We have that $X(\alpha_{1},\ldots,\alpha_{n})$ is homeomorphic to $X_{\alpha_{1}}\times\cdots\times X_{\alpha_{n}}$ , and so it is connected.
Let $Y$ be the subspace of $X$ that is the union of all $X(\alpha_{1},\ldots,\alpha_{n})$ , for $\{\alpha_{1},\ldots,\alpha_{n}\}\subseteq I$ finite. Then $Y$ is connected, as is the union of connected spaces with the point $b$ in common.
We finally prove that $\overline{Y}=X$ . Let $x=(x_{\alpha})\in X$ , and $U=\prod U_{\alpha}$ be a basis element of the product topology. We have that $U=X_{\alpha}$ for all $\alpha\in I-\{\alpha_{1},\ldots,\alpha_{n}\}$ .
Let $y=(y_{\alpha})$ defined as $y_{\alpha}=x_{\alpha}$ for $\alpha\in\{\alpha_{1},\ldots,\alpha_{n}\}$ , and $y_{\alpha}=b_{\alpha}$ otherwise. Then $y\in X(\alpha_{1},\ldots,\alpha_{n})$ , so $Y\cap U\neq\emptyset$ . $\square{}$

:B_definition:

A totally ordered set $L$ is called a linear continuum if it satisfies the following:
- $L$ has the least upper bound property.
- If $x<y$ , there is $z$ such that $x<z<y$ .
Teorema

If $L$ is a linear continuum, then $L$ is connected in the order topology. (Hence, every interval and every ray in $L$ is connected.)

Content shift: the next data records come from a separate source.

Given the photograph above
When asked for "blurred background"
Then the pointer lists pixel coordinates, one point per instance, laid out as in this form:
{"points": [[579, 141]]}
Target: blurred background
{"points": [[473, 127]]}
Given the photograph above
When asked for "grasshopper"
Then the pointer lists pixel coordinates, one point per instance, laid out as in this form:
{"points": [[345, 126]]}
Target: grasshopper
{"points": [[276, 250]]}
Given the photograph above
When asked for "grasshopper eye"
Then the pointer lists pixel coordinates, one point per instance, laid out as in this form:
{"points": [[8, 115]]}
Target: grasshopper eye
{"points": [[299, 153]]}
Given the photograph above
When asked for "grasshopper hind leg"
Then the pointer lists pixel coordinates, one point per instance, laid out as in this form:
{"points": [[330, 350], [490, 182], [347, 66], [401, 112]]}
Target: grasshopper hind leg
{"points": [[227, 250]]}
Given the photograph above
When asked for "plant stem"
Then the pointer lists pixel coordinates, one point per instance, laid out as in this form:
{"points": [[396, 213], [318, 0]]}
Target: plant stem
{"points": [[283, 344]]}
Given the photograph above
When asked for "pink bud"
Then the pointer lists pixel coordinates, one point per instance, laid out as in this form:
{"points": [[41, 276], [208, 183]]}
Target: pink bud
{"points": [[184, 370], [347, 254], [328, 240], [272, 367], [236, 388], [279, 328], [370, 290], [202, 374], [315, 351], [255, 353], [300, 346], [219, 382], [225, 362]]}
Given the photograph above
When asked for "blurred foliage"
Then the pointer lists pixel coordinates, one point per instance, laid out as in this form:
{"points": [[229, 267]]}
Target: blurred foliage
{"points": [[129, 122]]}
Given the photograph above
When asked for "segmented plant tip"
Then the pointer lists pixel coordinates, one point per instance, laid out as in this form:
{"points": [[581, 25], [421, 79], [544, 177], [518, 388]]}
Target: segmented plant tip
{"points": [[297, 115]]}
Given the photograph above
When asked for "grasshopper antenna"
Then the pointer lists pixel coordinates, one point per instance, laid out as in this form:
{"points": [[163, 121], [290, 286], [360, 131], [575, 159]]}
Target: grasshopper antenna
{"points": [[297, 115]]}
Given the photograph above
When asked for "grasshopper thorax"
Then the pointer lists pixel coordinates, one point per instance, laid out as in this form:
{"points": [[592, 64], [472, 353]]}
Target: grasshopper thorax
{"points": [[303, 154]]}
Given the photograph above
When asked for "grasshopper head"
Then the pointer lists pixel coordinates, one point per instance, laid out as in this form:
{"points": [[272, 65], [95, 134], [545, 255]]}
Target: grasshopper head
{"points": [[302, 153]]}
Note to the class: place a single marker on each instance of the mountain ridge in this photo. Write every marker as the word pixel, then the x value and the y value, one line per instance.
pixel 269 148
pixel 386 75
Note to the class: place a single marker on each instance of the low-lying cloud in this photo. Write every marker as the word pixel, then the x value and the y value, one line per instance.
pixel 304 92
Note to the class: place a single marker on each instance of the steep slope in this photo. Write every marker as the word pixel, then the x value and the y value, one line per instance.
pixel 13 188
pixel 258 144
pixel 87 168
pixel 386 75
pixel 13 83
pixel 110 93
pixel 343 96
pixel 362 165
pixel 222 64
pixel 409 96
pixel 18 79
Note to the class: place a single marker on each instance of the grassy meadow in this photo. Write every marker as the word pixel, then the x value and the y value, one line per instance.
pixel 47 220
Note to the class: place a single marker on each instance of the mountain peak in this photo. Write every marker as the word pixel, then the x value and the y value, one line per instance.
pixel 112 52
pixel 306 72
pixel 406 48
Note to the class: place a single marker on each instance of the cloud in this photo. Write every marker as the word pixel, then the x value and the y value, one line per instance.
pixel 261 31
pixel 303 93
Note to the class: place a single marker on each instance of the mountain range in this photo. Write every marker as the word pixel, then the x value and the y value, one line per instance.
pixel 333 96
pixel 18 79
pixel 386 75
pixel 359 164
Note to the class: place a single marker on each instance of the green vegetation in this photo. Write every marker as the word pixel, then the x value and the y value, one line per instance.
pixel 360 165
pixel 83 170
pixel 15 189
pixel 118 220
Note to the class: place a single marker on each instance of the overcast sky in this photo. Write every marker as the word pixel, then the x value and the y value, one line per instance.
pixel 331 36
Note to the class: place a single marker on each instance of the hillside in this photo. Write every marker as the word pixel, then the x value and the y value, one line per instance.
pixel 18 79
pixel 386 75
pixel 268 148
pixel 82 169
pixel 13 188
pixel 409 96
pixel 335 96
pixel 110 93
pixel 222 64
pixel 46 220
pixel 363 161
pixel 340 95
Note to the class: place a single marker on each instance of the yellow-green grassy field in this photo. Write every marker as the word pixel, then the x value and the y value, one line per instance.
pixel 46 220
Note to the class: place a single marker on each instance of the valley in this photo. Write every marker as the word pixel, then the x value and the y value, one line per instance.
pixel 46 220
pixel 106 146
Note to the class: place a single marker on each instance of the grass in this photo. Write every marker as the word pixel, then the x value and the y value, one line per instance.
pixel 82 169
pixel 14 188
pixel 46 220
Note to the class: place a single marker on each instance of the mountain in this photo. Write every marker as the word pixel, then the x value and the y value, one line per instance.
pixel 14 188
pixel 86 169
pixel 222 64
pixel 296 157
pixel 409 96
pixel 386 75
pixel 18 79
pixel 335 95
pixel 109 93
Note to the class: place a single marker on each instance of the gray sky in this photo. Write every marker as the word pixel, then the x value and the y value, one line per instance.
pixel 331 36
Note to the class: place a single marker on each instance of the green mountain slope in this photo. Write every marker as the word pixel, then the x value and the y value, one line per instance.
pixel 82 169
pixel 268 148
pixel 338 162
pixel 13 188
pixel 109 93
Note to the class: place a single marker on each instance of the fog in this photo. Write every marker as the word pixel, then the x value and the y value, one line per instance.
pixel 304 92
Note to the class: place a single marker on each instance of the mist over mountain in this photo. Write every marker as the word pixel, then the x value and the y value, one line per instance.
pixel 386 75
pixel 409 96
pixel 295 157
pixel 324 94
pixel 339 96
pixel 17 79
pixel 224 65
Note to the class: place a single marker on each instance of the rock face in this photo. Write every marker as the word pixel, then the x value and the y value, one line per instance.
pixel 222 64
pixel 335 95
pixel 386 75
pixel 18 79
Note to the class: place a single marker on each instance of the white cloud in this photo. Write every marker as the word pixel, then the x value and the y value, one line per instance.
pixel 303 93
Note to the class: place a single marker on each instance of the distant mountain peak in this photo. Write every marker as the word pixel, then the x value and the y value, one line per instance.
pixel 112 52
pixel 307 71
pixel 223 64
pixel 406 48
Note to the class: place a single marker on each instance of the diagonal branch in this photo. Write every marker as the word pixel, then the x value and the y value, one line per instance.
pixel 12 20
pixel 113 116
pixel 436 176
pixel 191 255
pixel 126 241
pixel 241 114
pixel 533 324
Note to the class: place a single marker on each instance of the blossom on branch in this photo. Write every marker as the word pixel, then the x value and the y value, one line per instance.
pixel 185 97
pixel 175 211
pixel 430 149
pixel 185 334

We say that a subset $Y\subseteq L$ is convex if $a,b\in Y$ with $a<b$ implies $[a,b]\subseteq Y$ . We will prove that any convex subset $Y$ of $L$ is connected.
Suppose that $Y=A\cup B$ , with $A,B$ open in $Y$ , disjoint and nonempty. Let $a\in A$ , $b\in B$ , and assume that $a<b$ .
Since $Y$ is convex, we have $[a,b]\subseteq Y$ . Then $[a,b]$ is the union of the disjoint nonempty sets $A_{0},B_{0}$ given by:
$A_{0}=A\cap [a,b]\qquad B_{0}=B\cap [a,b]$
Note that $A_{0}$ , $B_{0}$ are open in $[a,b]$ , and thus form a separation of $[a,b]$ .
The interval $[a,b]$ is a subspace of $L$ . Therefore the topology on $[a,b]$ is the order topology.
Let $c=\sup A_{0}$ . Then $c\in [a,b]$ .

Suppose $c\in B_{0}$ . Given that $c\ne a$ , we have that either $c=b$ or $c\in (a,b)$ .
In any case, we have that there is $d\in [a,b]$ such that $(d,c]\subseteq B_{0}$ .
Hence $d$ is an upper bound of $A_{0}$ , which contradicts the choice of $c$ .
Then $c\in A_{0}$ . Given that $c\ne b$ , we have that either $c=a$ or $c\in (a,b)$ .
In any case, we have that there is $d$ such that $[c,d)\subseteq A_{0}$ .
By Property 2 of linear continuum, there is $z$ such that $c<z<d$ . But this contradicts that $c$ is upper bound of $A_{0}$ . \qed

Corolario

$\mathbb{R}$ is connected, and so is every interval and ray in $\mathbb{R}$ .
Teorema

If $X$ and $Y$ are linear continuum, and $Y$ is bounded above and below, then $X\times Y$ is a linear continuum with dictionary order.

Teorema

Let $f\colon X\to Y$ be a continuous map, where $X$ is connected and $Y$ is ordered and has the order topology. Suppose that $a,b\in X$ and $y\in Y$ are such that $f(a)<y<f(b)$ . Then there is $c\in X$ such that $f(c)=y$ .

:B_definition:
- A path on a space $X$ from $x\in X$ to $y\in X$ is a continuous function $f\colon [a,b]\to X$ from some interval $[a,b]\subseteq \mathbb{R}$ , such that $f(a)=x, f(b)=y$ .
- A space $X$ is path-connected if for every $x,y\in X$ there is a path from $x$ to $y$ .
Teorema

If $X$ is path-connected, then it is connected.
Examples

The converse is not true, see $[0,1]\times [0,1]$ with dictionary order and the deleted comb space.